By Harry Shade
Many of you who read my articles and/or blogs may not know this but I have been a youth sports coach for over 30 years now and I am currently writing a book about coaching youth sports but I wanted to take the time today to address some issues that I feel are ruining youth sports.
As always try and remember these are my opinions on this issue and I know that not all of you will agree with everything I have to say, so I just ask that once again you read this with an open mind and the willingness to learn and grow. I will say that my decades of experience certainly have given me some insight into this topic.
Not too long ago I forwarded an article to parents in my school district concerning kids and sports scholarships. I will say that in the article they reference how too few kids actually receive any financial aid for college, let alone the coveted “full ride” and yet there are too many parents out there looking for the “golden goose” and in turn are sacrificing both financial stability and their kids’ childhood to make them the next Michael Jordan.
Unrealistic expectations and living vicariously through their children are two things that parents have or are doing to ruin youth sports. I would be a very wealthy man if I had a dollar for every time I have heard a parent exclaim how fantastic their child is at whatever particular sport and come to find that the child is all of between the ages of five and ten years old.
There are way too many parents that have unrealistic expectations for their child’s sports career that they place an undue amount of pressure on the young athlete at a very early age. This can lead to anxiety, burnout, and in a lot of cases severe injuries that are showing up at younger and younger ages due to overuse and overexertion. Parents try to rationalize this by saying that sports builds character, trains these athletes to be leaders, instills discipline and teaches them dedication and commitment.

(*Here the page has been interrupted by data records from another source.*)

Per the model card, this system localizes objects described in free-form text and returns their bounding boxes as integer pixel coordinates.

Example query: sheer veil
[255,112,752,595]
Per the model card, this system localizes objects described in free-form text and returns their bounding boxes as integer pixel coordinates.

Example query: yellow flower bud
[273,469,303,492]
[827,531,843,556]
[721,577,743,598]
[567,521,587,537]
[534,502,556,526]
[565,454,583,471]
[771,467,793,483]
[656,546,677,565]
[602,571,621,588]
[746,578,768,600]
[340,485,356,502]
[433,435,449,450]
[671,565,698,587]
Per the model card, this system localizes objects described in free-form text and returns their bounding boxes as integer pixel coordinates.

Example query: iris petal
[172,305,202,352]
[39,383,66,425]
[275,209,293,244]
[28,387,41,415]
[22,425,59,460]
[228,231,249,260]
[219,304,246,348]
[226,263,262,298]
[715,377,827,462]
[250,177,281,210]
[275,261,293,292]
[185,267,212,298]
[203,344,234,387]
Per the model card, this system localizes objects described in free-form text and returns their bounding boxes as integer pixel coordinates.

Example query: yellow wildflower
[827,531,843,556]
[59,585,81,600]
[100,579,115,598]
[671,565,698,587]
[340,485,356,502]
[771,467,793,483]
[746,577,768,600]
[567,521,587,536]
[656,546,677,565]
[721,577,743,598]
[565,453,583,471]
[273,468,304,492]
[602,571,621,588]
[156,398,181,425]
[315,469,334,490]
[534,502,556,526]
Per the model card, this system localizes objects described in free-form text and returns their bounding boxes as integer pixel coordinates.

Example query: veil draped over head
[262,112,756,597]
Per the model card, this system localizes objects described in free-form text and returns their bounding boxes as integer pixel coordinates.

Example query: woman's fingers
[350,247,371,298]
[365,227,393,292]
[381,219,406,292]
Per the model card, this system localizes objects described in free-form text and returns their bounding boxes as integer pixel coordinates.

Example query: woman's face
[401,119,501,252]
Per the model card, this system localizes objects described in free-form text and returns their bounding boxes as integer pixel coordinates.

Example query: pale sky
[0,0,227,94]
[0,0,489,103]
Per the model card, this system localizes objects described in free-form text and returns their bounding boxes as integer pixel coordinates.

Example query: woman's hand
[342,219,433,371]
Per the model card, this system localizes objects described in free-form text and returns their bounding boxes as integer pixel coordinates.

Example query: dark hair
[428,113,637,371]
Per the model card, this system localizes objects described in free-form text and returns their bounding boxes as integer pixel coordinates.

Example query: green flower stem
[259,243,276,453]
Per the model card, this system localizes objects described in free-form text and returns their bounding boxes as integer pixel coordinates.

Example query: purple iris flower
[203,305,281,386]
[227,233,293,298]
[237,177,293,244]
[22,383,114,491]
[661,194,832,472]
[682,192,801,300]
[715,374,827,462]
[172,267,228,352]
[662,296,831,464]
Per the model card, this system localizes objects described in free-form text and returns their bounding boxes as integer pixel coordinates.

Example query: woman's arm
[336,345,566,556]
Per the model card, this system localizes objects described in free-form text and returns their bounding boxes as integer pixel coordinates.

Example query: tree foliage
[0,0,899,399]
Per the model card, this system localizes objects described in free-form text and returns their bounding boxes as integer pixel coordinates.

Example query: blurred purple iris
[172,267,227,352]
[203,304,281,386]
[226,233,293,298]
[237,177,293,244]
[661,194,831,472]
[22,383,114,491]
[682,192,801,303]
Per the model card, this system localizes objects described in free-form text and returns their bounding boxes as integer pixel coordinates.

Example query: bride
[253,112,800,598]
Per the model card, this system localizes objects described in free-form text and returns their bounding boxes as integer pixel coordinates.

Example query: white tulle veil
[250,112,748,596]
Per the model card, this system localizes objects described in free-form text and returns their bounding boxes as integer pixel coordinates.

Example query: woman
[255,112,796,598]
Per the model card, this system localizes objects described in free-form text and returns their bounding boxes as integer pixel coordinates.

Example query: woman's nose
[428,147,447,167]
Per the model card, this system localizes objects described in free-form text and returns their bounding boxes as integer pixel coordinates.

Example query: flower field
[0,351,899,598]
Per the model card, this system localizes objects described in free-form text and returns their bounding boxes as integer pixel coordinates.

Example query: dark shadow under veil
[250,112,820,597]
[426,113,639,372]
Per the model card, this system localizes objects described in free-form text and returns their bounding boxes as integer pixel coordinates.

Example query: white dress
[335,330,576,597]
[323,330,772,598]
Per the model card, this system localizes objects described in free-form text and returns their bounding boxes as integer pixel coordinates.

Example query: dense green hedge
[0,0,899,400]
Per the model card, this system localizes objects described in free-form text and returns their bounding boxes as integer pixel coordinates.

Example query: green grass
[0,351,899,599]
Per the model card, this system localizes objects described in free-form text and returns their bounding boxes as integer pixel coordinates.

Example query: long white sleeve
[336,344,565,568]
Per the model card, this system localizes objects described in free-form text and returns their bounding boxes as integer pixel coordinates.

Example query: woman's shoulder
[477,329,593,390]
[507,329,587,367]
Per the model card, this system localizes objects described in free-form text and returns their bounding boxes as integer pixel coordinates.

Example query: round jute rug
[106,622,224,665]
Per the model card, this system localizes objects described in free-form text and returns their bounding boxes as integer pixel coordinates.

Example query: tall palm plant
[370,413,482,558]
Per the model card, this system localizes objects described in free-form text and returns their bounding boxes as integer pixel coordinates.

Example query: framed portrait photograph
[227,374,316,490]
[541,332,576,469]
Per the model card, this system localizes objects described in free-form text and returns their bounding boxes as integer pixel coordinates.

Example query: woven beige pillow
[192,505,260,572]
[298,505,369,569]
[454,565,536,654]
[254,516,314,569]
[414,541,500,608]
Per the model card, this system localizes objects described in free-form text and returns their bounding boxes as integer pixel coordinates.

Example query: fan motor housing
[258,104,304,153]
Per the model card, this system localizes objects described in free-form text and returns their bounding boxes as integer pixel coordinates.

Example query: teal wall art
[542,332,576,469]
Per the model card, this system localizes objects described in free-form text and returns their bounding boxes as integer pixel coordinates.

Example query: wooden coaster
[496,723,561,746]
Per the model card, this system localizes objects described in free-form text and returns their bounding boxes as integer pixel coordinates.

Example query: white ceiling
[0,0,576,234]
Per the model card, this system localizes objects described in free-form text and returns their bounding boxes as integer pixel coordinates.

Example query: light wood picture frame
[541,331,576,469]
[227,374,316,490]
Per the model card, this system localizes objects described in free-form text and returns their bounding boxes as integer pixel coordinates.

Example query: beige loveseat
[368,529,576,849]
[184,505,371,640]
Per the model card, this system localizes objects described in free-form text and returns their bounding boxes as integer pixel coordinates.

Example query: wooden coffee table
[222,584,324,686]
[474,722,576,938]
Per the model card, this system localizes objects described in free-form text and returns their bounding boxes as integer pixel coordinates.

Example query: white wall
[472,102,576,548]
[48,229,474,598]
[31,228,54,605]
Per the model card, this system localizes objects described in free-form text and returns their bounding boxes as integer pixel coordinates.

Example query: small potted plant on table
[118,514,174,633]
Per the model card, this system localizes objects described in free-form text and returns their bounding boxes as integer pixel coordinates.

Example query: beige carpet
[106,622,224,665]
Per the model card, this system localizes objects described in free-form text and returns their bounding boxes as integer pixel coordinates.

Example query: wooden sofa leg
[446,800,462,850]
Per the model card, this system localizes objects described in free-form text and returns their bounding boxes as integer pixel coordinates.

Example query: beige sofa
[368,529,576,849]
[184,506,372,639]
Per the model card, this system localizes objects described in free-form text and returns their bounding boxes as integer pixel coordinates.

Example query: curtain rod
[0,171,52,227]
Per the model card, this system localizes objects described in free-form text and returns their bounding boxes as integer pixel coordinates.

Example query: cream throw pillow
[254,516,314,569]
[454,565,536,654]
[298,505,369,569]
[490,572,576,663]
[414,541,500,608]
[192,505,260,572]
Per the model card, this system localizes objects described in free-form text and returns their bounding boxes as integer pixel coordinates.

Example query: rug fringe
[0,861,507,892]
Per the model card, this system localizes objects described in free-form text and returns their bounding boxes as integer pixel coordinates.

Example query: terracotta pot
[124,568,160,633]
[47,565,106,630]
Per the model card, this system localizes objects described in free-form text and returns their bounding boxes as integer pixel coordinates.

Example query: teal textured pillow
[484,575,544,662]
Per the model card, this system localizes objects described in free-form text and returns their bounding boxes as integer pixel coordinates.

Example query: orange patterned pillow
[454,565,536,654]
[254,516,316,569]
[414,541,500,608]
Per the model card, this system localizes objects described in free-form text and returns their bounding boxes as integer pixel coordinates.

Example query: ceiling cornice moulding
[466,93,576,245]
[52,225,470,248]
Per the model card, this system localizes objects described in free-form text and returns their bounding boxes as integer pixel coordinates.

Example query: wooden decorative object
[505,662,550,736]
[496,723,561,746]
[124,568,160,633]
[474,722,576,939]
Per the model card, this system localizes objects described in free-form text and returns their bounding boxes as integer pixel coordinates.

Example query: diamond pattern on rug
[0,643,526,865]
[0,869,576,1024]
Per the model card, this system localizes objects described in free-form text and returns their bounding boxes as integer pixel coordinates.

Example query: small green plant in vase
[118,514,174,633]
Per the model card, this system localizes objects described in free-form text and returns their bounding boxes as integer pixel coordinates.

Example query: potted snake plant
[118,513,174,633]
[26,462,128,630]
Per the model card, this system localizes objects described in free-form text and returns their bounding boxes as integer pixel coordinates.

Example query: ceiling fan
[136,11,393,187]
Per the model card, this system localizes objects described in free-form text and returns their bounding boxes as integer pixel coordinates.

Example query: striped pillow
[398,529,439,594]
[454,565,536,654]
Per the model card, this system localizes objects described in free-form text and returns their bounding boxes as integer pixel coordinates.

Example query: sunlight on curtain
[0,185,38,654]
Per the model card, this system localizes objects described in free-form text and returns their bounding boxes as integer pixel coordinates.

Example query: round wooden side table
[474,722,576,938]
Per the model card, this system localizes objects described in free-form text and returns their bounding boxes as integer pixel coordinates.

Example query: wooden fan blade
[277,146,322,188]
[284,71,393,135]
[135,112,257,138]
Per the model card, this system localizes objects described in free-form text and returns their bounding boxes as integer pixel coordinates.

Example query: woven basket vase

While I have to agree that sports can do those things, it is also dependent upon the expectations of the coaches and parents, whether or not those lessons will truly ever be learned. I am finding more and more that young athletes are more likely to learn that winning is everything, that one should win at all costs and that humiliating an opponent is acceptable as long as it is not your child and/or team that is on the receiving end of the humiliation. Those types of things lead to learning also but the athletes are learning bad habits like poor sportsmanship, disrespect for officials, coaches and opponents and selfishness, which are the opposite things that sports should be teaching.
Like anything else, I believe it is the minority of parents and coaches that are doing this but the minority seems to be growing more and more every year. As a parent myself, I have always wanted the best for my daughter when it came to sports but at an early age I let her decide what sports she wanted to try and which ones she wanted to stick with. I was a three sport athlete during my school age years but I always told her that she did not even have to play sports just because I did. I wanted her to make her own path. Coincidentally, she ended up playing basketball and running track, two sports that I competed in and I even coached her in basketball for several years. I helped my daughter set goals for her and I encouraged her to practice but I treated her just like any other athlete I ever coached. Most of all I was realistic about her athletic ability and knew that academics were the way to college scholarship money not athletics. Don’t get me wrong, she was good athlete but I knew that she was not, even at her best, college athlete material. I was at every game or meet I could make it to and I cheered for her and her teams but I never bad mouthed the coaches and/or officials and I allowed them to do their jobs and just enjoyed watching my daughter compete.
Now, I could not end this without saying something about coaching. The same things apply to coaching as parenting when it comes to coaching young athletes. You have to remember that you are a teacher first and foremost and what you say and do will be impressed upon that young athlete for a lifetime. So, positive reinforcement, encouragement, showing good sportsmanship, being fair and having fun are the most important things you as a coach can do for your young athletes.
I know that our society places a huge emphasis on winning but at what cost? As a kid, I could go play my little league baseball game and then go swim or fish with my friends. I was not drug from tournament to tournament every weekend without anytime to just be a kid. I was really saddened to see the Little League World Series being broadcast on ESPN because it is stealing our children’s youth. We need to remember that youth sports is about having fun and playing a game. Did you get that last word? Game! Let’s not forget that playing games is supposed to be fun!